72 hours of resistance! The world didn’t believe. The world doubted. But we did not just stand, we confidently continue to fight with russian occupant!We showed the world – don’t be afraid ????, be strong & repel it! Support of ???? must be more stronger! Your safety depends on us! pic.twitter.com/SlHhv6tGuz
— Oleksii Reznikov (@oleksiireznikov) February 27, 2022
Według ministra tych bohaterów widzi cały świat.
„Przed nami jeszcze wiele ciężkich prób. Ale teraz w nasze zwycięstwo wierzymy już nie tylko my. Rozejrzyjmy się wokół. Bardzo wielu wreszcie pokonało strach i odważyło się rzucić wyzwanie Kremlowi” – zaznaczył.
CZYTAJ TEŻ: Rosjanie ostrzelali bazę paliwową. Ogromny pożar pod Kijowem [ZDJĘCIA]

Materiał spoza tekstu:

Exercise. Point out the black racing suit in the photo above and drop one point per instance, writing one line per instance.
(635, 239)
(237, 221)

Reznikow jest zdania, że z każdą godziną coraz więcej ludzi uświadamia sobie, że „nigdzie w Europie nie ma takiej armii” jak na Ukrainie. „Bez tej armii i naszego narodu Europa nigdy nie będzie bezpieczna. Bez nas po prostu nie będzie Europy. Dlatego już przychodzi pomoc, jaka jeszcze trzy dni temu była niemożliwa” – oświadczył.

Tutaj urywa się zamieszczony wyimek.